Hugues de Chaumareys
Veuillez pardonnez la longueur de ce texte, mais cette histoire vrai est tellement
incroyable qu’il me semblait justifier d’en racontait tous les détails.
Vicomte Hugues Duroy de Chaumareys,
Officier médaillé de la triple buse,
Te souviens-tu du jour ou tu fit échouer,
En baie d’Arguin, ta frégate nommée la méduse ?
Baderne gonflée d’orgueil et de vinasse,
Tu as fait jouer tes hautes relations
Pour prendre timonerie et que tu fasses
Un capitaine à l’auguste prétention !
Fieffé coquin, tu avais commandement
D’une division de quatre navires
Pour partance à Dakar, mais ose le dire
Que tu n’avais pris la mer depuis vingt cinq ans !
Gredin, qui ne connaissait plus le nom des voiles
Mais pas ceux des châteaux qu’il sifflait à toutes heures,
Tes deux cents hommes eurent mauvaise étoile
D’avoir un tel alambic comme supérieur !
Passons sur le pauvre mousse qui tomba à la mer,
Tu ordonnas de ne pas se détourner du cap
Afin que le consul puisse faire carrière
Au plus vite en Afrique… Oh ! Vil satrape !
Passons sur les six prisonniers décharnés
Qui t’ont supplié, à l’escale de Ténériffe,
De monter à bord car leurs vies étaient comptés
Et que tu as refusé, misérable mornifle !
Ce même consul, sa femme et sa jolie fille
Réclamaient de voguer toutes voiles aux vents !
Ainsi, la méduse s’éloigna de la flottille…
Alors qu’il aurait du être au rythme du plus lent.
Tes seconds hurlaient pour changer de direction,
De perdre du temps mais prendre route sure !
Mais, tout en courbettes, tu prenais opinion
De tes passagers plus qu’à tes marins matures !
Les récifs d’Arguin s’approchaient de ta coque
Mais tu avais ordonné de n’être pas dérangé.
Tu ronflais, ivre, rêvant de futures breloques
Quand le bateau, sur un banc de sable, fut ensablé !
Ton incompétence à lire carte maritime
Te sera moins reprocher, lors de ton procès,
Que d’échoué en mer d’huile et temps sublime
Ton navire de guerre ! Oh ! Infâme goret !
Malgré l’effort des hommes et ce durant trois jours,
A rendre le bateau léger, tu as postilloné,
à leurs demandes de jeter les canons trop lourds
Que se serait crime de lèse-majesté !
Bien sur, une vraie catastrophe vint à venir
Par un orage noir de vent et de pluie.
Et une large brèche, dans la cale du navire,
Fit craquer, par une lame d’eau, la charpenterie.
Courageux, dans une chaloupe, tu t’es empressé
De te terrer avec tes amis riches et nobles !
Alors que tu aurais du rester le dernier
A quitter le pont en bon capitaine ! Ignoble !

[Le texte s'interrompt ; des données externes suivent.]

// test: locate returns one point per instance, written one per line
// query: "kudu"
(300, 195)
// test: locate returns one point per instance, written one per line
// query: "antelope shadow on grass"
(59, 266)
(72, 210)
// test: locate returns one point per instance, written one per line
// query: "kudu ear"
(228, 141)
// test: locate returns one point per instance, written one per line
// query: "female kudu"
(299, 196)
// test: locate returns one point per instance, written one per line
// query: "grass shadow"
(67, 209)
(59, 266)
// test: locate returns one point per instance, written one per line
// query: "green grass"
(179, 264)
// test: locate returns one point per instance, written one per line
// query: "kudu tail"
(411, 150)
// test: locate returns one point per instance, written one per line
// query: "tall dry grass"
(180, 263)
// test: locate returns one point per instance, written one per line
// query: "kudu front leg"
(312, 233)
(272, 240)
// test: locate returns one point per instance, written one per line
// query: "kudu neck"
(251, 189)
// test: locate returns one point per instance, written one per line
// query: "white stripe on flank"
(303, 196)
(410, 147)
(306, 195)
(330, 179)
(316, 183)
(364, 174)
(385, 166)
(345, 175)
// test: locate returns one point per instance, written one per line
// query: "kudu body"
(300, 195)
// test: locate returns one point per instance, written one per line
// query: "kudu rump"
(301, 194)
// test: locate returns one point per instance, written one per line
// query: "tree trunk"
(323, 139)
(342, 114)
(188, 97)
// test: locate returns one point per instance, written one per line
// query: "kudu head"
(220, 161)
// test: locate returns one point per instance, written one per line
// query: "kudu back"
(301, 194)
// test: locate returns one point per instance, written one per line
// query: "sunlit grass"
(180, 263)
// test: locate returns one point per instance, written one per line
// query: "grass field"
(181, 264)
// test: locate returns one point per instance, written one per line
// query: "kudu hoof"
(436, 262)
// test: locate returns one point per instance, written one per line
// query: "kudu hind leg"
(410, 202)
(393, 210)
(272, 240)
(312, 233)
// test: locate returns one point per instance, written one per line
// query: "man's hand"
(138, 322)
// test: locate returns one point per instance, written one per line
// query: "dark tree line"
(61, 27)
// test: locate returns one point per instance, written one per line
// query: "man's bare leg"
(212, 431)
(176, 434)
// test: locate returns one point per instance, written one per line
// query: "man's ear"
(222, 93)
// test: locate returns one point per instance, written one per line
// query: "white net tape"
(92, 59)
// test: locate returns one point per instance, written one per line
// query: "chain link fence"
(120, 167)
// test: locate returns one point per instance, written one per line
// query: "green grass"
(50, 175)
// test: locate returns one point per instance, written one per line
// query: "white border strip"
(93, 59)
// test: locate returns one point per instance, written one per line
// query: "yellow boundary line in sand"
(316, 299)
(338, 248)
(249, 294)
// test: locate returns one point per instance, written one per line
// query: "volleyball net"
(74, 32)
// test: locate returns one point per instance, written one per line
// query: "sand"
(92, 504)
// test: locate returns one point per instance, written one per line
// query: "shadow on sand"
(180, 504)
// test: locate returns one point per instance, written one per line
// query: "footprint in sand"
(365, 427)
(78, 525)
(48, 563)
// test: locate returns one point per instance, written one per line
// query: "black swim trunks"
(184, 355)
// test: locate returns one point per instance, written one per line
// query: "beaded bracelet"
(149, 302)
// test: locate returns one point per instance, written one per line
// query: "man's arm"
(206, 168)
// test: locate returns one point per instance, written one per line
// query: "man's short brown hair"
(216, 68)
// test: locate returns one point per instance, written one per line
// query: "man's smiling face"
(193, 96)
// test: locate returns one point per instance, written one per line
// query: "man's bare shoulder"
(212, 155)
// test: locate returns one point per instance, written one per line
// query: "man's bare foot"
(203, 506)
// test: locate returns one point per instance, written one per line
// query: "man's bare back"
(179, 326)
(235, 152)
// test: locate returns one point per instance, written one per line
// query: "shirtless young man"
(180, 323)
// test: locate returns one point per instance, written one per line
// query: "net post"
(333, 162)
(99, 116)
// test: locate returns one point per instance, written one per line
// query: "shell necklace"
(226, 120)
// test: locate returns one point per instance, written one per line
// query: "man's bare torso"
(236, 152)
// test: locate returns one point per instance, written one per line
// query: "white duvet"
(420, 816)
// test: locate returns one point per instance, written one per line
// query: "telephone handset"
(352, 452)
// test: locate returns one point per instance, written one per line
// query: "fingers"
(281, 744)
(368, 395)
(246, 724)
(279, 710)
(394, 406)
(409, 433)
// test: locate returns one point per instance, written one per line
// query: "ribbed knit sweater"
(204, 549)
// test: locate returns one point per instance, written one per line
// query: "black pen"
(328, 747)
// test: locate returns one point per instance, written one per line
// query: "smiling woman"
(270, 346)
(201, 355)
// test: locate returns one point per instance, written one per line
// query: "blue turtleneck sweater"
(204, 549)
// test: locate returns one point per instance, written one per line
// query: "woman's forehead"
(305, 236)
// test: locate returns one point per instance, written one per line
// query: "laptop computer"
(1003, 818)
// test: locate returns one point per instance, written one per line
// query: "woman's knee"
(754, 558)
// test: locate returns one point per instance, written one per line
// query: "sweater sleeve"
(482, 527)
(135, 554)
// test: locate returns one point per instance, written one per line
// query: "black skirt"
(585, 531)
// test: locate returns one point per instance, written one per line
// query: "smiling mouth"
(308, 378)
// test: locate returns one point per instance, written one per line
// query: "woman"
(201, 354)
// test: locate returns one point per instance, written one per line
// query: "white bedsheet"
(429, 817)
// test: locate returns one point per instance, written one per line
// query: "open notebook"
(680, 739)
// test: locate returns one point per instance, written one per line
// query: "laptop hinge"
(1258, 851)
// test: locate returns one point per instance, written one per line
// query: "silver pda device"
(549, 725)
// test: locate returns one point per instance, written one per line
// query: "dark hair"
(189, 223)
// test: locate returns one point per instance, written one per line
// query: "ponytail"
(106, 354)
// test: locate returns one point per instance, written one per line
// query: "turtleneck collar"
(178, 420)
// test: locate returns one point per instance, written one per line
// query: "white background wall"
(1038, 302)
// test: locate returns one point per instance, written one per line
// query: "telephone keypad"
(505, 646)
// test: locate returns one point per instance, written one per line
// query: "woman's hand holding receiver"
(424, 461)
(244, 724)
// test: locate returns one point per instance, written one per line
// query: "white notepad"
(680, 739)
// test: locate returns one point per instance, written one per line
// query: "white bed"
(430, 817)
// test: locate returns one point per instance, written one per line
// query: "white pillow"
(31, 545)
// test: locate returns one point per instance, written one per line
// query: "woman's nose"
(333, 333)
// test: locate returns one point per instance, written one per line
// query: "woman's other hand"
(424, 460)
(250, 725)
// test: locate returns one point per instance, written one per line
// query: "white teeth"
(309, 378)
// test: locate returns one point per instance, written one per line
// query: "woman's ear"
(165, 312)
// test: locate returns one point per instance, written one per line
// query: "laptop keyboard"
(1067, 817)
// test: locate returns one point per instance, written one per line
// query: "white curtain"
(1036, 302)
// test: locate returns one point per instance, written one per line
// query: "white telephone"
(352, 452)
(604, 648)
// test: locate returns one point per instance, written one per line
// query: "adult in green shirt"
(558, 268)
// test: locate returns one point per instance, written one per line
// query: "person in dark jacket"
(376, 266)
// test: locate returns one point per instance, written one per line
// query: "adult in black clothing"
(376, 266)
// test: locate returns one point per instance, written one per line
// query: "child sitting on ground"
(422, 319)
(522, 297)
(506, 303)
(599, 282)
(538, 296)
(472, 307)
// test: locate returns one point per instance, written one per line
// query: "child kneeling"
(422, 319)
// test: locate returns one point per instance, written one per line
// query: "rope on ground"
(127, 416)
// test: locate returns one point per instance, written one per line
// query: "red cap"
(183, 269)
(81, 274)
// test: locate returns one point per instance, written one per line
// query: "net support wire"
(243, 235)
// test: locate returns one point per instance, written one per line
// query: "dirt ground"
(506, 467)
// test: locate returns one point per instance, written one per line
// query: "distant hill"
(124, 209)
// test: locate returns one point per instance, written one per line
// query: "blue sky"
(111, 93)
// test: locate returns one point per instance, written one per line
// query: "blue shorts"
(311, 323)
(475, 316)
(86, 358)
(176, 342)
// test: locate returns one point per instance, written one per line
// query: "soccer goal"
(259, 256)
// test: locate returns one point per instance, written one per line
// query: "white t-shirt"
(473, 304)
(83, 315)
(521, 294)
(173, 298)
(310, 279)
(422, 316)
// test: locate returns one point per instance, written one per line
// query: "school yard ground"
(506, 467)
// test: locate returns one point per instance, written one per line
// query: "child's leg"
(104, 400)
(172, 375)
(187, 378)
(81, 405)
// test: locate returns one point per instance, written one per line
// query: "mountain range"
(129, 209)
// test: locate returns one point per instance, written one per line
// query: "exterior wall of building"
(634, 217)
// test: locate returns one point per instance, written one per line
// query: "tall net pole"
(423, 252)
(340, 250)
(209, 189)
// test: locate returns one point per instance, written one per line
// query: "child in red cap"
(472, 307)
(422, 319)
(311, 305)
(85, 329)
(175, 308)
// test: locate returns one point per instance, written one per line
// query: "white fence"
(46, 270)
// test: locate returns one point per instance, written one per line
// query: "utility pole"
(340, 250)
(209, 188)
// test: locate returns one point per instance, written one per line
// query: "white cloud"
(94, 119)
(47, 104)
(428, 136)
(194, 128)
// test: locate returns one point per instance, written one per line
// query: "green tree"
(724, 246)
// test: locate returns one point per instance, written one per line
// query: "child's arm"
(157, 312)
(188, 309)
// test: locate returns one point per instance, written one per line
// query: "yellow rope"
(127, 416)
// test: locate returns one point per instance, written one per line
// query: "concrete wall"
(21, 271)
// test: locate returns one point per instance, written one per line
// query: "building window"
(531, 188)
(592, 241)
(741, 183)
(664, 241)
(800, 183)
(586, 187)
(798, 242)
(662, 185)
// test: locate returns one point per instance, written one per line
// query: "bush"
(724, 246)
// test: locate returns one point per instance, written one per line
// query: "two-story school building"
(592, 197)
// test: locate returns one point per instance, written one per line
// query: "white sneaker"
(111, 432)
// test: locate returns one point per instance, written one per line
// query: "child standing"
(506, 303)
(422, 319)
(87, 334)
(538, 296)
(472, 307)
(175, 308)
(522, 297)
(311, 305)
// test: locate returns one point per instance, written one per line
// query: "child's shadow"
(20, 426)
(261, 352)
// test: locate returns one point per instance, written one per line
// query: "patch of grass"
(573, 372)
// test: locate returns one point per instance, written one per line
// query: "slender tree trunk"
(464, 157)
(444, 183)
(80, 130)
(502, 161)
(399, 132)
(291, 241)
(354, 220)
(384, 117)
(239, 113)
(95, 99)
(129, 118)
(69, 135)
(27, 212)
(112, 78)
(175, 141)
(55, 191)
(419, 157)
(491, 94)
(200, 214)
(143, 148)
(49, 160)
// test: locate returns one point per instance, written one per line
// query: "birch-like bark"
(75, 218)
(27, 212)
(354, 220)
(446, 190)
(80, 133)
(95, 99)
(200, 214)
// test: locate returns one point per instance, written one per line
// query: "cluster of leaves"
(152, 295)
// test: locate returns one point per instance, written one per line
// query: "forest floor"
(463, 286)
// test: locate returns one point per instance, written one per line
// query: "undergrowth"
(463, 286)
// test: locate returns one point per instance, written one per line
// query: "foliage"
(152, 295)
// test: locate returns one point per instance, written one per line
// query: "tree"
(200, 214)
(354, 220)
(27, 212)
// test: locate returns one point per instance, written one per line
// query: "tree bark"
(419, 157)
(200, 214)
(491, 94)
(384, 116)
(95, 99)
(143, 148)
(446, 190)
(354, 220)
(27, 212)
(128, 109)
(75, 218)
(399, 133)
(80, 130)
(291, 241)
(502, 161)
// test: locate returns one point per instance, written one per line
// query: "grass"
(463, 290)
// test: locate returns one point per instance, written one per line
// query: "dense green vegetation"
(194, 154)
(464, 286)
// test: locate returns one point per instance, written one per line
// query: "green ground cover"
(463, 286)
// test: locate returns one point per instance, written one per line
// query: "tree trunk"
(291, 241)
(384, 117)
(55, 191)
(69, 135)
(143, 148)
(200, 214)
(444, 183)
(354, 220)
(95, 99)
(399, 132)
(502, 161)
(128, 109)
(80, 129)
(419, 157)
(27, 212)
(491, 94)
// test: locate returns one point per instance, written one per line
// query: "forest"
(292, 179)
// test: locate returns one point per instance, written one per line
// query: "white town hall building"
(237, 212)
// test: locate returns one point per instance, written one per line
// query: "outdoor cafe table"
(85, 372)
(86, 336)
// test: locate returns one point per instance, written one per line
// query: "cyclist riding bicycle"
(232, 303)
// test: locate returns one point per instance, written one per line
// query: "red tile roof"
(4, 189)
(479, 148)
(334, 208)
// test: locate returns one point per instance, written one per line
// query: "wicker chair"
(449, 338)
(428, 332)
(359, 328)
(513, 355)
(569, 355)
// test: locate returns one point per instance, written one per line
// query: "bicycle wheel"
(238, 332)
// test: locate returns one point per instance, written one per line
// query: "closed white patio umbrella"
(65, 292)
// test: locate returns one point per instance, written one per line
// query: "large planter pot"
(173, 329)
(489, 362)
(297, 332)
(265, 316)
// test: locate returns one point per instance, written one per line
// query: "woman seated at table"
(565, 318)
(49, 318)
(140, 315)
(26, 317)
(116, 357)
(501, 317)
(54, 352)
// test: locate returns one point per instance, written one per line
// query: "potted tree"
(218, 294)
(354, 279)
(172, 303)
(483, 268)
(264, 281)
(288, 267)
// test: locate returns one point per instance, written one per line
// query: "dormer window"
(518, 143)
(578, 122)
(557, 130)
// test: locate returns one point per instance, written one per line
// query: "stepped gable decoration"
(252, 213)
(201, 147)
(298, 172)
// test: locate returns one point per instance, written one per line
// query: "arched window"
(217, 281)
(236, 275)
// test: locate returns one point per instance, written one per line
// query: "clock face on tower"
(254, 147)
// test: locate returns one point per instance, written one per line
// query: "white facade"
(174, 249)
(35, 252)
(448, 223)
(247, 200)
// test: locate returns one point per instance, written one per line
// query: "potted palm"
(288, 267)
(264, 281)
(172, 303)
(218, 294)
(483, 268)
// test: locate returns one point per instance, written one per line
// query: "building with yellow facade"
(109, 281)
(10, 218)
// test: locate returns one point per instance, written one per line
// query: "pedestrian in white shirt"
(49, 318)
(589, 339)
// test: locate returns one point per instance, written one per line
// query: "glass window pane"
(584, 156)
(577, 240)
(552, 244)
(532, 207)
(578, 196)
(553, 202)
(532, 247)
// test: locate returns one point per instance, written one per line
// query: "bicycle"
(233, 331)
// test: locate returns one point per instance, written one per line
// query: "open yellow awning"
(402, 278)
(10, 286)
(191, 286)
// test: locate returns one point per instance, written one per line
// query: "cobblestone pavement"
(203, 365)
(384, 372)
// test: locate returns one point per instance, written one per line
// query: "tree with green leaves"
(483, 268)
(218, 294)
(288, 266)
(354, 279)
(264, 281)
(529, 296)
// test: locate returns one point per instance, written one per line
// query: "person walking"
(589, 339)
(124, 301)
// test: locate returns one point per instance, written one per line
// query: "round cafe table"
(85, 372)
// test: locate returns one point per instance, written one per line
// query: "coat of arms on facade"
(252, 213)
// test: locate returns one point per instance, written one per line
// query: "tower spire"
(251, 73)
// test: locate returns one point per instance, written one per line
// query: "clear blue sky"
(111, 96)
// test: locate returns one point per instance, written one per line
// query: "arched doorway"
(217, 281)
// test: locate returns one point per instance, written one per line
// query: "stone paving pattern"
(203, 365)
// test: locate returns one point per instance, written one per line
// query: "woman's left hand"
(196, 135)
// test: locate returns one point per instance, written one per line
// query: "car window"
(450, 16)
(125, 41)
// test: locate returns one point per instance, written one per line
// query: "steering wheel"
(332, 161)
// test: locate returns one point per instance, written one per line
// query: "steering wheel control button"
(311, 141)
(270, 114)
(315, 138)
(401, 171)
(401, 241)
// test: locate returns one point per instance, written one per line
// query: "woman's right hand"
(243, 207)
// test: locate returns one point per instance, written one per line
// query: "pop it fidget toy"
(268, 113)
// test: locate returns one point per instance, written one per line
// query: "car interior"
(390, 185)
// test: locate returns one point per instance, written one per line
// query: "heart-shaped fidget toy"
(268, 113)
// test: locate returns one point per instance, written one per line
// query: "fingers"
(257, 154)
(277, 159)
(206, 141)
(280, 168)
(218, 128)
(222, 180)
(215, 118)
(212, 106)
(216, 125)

Ton équipage voulait te trouer la peau,
T’a insulté, T’a craché à la face !
Puis se sont mis à construire un radeau
Car, dans les canots, il n’y avait plus de place.
Mesurant vingt mètres de long et sept de large
Soit cent quarante mètres carrés d’acajou,
L’amas de bois liés était en surcharge
Pour plus de deux cents hommes tous debout.
Au gré du ressac, l’eau arrivait aux genoux
Ou à la ceinture mais jamais ne descend plus.
Mais certain se cassent les jambes dans les trous,
D’autres tuent car tous savent qu’ils sont en sus.
Pas d’eau, ni nourriture mais le pire est à venir
Car tu couperas la corde qui tirait le radeau.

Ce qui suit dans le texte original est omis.